“Platero es pequeño, peludo, suave; tan blando por fuera, que se diría todo de algodón”. ¿Quién no se dejó acariciar el alma en su niñez con esas dulces palabras?
Platero y yo, de Juan Ramón Jiménez, es uno de esos clásicos que parecen destinados a permanecer, aunque el tiempo y las modas intenten relegarlo. Una obra entrañable, profunda, que muchos recuerdan vagamente y que, sin embargo, merece ser redescubierta.
Resulta difícil creer que alguien no haya disfrutado la historia de ese burrito tierno y fiel. Más que un libro infantil, es una pieza literaria que debería formar parte de la biblioteca esencial de cualquier lector. Allí, en capítulos breves pero intensos, se despliega un mundo cargado de sensibilidad, donde lo cotidiano se vuelve poesía.
La obra relata la vida de Platero, un burrito querido y cuidado por su dueño, un joven solitario que encuentra en el animal su compañía más sincera. A través de esa relación, el narrador describe escenas simples y, a la vez, profundamente humanas, donde la alegría, la tristeza y la belleza conviven sin artificios.
Durante años, fue lectura sugerida en las escuelas. Tal vez muchos la recuerden de la infancia, aunque no siempre con la comprensión que su riqueza literaria exige. Porque Platero y yo no es un libro fácil: su prosa, delicada y cargada de imágenes, invita más a sentir que a apurar la lectura.
En sus páginas no solo hay ternura. También hay enseñanzas: el respeto por los animales, el valor del mundo rural, la contemplación de la naturaleza y, también, la presencia inevitable de la muerte. Porque la historia de Platero no escapa al destino final, y allí radica parte de su hondura.
Uno imagina a Juan Ramón Jiménez como un hombre atravesado por la poesía, capaz de encontrar belleza en cada detalle mínimo. Esa sensibilidad es la que transforma una historia sencilla en una obra universal.
No es casual que se trate de uno de los libros más traducidos y leídos del mundo, después de la Biblia y el Quijote. Y tampoco es justo que haya sido “malvendido” durante años como literatura exclusivamente infantil: es, en verdad, un texto para todas las edades.
Hace poco, una noticia conmovió al mundo literario: en Moguer, el pueblo andaluz donde vivió el autor, cayó el pino bajo el cual Jiménez había enterrado a Platero. Un símbolo que se pierde, como tantas cosas que creíamos eternas.
Y tal vez por eso vuelve hoy a mi memoria este libro fascinante. Porque en la Argentina, paradójicamente, el burro ha dejado de ser solo un símbolo de ternura para convertirse en tema de debate.
En medio de la crisis económica, comenzó a hablarse del consumo de carne de burro. La discusión estalló tras un caso en Chubut, donde un emprendimiento logró vender en tiempo récord toda su producción. Entre la curiosidad, el rechazo y la necesidad, el tema dejó de ser marginal.

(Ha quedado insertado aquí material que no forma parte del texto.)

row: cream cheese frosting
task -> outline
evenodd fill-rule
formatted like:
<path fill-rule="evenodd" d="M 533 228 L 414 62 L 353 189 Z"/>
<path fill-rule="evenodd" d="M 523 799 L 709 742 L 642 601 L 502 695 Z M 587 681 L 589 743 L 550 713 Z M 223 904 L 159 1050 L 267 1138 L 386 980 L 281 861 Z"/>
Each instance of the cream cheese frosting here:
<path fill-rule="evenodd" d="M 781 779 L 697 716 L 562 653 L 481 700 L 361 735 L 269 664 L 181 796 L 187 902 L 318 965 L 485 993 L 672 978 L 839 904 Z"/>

Los precios de la carne vacuna han alcanzado niveles prohibitivos. En apenas un mes, los aumentos superaron el 10%, y hoy un kilo promedio ronda entre los 20.000 y 25.000 pesos. Frente a este panorama, la oferta de carne de burro a $7.500 el kilo aparece como una alternativa impensada hasta hace poco.
El impulsor de esta iniciativa, el productor Julio Cittadini, reconoció su sorpresa: lo que esperaba vender en una semana, se agotó en un día. La experiencia cuenta con aval oficial y controles bromatológicos, es decir, se trata de un mercado legal.
Desde el punto de vista nutricional, los estudios la describen como una carne magra, con alto valor proteico y bajo contenido graso. Su sabor, incluso, presenta características particulares asociadas al umami, ese “quinto sabor” que aporta intensidad.
Pero más allá de los datos técnicos, lo que subyace es otra cosa: una transformación cultural forzada por la economía. En el país de las vacas, pensar en el burro como alimento no deja de ser una señal de época.
Quienes crecimos encariñados con Platero, quienes aprendimos a ver en ese animal noble una imagen de ternura y compañía, sentimos que algo se resquebraja. No es solo una cuestión gastronómica: es también simbólica.
La realidad obliga. Y a veces, también, duele.
En este contexto, resuena con más fuerza que nunca aquella frase del inmortal Enrique Santos Discépolo:
“Esta civilización ha hecho de lo imposible lo realizable… y del pan, un artículo de joyería”.